Digital Humanities Sandbox Goes to the Congo

Or, Speculations in Computational Evolutionary Psychology

Note: This version of the post has been revised from an earlier version in which I suggested that the distribution in the first chart followed a power law. Cosma Shalizi checked it for me and it’s not a power law distribution. It’s an exponential distribution.

So, I’ve been exploring Conrad’s Heart of Darkness. In the last two posts I’ve examined one paragraph in the text, the so-called nexus. It’s the longest paragraph in the text, it’s structurally central, and it covers a lot of semantic territory.

OK, but what about the other paragraphs.

What about them?

Aren’t you going to look at them?

Well, yeah, but I sure don’t have time to troll through them like I did the nexus. I mean, that post stretched from here to Sunday.

I get your point. Why don’t you do the Moretti thing?

Moretti thing?

You know, distant reading.

Distant reading? You mean count something? Count what?

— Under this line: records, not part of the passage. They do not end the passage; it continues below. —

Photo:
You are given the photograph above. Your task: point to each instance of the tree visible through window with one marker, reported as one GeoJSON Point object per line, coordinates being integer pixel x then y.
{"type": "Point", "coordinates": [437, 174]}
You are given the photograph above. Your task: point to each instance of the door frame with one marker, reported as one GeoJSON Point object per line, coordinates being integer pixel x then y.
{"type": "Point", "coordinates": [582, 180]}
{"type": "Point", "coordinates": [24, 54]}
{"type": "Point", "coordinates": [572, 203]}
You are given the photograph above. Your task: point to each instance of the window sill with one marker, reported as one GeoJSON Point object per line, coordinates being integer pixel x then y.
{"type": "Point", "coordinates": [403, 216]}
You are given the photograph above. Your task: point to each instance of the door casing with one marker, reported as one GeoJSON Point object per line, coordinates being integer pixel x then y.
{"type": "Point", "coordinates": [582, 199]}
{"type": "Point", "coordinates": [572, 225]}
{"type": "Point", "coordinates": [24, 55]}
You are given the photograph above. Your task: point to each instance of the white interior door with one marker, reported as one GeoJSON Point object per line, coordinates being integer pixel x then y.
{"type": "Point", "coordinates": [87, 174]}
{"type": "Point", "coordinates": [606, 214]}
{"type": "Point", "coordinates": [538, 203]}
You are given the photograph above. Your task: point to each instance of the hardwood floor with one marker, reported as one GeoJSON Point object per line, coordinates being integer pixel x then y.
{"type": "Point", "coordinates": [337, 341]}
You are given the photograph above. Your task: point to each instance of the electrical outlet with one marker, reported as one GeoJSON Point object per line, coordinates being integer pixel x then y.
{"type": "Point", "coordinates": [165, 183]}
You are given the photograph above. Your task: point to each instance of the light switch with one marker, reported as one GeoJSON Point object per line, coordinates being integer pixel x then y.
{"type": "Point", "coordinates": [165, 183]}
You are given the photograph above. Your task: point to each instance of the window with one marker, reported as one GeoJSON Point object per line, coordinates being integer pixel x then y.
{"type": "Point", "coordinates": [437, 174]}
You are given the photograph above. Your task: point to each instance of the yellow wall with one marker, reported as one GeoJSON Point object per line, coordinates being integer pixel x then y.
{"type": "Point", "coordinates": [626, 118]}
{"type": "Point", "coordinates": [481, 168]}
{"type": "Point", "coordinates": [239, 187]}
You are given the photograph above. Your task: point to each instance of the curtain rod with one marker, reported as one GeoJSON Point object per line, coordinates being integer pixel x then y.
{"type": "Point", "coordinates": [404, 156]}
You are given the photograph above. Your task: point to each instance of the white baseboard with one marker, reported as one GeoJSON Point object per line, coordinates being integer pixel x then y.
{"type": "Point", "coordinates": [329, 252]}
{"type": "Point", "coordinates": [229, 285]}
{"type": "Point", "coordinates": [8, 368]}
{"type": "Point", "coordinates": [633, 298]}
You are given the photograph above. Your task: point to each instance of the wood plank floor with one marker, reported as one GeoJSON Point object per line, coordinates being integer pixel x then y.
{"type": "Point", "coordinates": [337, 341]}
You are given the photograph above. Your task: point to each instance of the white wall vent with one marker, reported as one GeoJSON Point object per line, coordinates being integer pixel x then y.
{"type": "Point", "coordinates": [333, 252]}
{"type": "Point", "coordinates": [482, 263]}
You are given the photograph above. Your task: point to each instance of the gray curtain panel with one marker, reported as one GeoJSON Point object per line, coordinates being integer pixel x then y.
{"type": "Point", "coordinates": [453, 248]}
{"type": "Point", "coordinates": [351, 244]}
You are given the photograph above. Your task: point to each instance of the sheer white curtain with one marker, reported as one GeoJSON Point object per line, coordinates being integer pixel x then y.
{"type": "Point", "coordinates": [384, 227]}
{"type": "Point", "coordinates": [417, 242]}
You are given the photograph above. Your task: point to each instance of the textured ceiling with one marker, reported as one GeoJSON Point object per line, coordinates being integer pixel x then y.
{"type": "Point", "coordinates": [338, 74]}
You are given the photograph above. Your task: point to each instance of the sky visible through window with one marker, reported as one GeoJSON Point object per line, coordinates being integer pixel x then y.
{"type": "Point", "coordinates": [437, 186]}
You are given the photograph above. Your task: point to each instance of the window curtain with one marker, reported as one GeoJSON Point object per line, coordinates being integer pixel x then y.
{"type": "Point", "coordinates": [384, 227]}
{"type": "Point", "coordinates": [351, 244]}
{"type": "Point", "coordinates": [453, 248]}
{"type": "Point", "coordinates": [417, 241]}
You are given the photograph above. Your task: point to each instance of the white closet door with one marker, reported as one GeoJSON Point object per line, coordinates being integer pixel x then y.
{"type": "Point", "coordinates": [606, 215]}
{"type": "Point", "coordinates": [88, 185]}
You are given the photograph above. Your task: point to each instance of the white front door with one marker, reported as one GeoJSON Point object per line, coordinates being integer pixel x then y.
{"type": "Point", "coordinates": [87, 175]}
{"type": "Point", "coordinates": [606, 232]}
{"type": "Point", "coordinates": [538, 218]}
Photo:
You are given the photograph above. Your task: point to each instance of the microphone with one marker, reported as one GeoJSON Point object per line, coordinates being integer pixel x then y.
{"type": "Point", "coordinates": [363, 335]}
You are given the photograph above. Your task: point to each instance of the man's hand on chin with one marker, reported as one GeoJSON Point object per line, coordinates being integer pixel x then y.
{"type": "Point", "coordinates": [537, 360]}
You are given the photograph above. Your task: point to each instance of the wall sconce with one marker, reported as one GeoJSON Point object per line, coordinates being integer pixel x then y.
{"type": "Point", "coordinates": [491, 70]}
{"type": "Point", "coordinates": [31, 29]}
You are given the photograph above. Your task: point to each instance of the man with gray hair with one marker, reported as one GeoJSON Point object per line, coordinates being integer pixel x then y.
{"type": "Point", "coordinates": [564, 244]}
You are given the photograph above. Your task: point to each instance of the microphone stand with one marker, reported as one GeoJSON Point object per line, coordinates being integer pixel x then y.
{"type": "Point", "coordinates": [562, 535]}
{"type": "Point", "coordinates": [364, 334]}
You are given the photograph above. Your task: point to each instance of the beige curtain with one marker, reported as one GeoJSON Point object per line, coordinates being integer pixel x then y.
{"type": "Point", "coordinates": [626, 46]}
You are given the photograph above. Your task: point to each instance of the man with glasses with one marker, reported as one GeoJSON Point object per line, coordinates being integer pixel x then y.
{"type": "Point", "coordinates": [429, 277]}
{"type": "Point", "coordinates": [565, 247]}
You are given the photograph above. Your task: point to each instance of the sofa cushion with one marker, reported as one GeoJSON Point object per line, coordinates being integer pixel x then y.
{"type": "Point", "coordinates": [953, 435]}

How about paragraph length?

What’ll that get me?

I don’t know. Just do it. I mean, you already know that the nexus is the longest paragraph in the text. There must be something going on with that. Mess around and see if something turns up.


* * * * *
I did and it did.

I used the MSWord word-count tool to count the words in every paragraph in the text. All 198 of them. One at a time. Real tedious stuff. Then I loaded the results into a spreadsheet and created a bar chart showing paragraph length from longest to shortest:

HD whole ordered 2

Whoa!

I didn’t have any hunches about the shape of this distribution before I began this work, much less any actual knowledge about paragraph length in, say, late 19th and early 20th century British fiction, or in any other population of texts for that matter. But I don’t think I’d have guessed a distribution like that. Given that 200 words is a pretty long paragraph – at least it is these days, though I’ve read lots of long paragraphs in 19th century novels – I’d probably have guessed a much flatter distribution with the maximum somewhere above 200 but less than, say, 300. And I’d still make a guess like that for most books. Even for books where paragraphs of 500, 600 words were not uncommon, I’d guess that there’d be a bunch of paragraphs close to one another at the upper end and a pretty slow drop-off to the lower end. Instead we have one paragraph that’s distinctly longer than its nearest neighbors, 1502 vs. 1129 and 1103, and a pretty quick drop to below 400.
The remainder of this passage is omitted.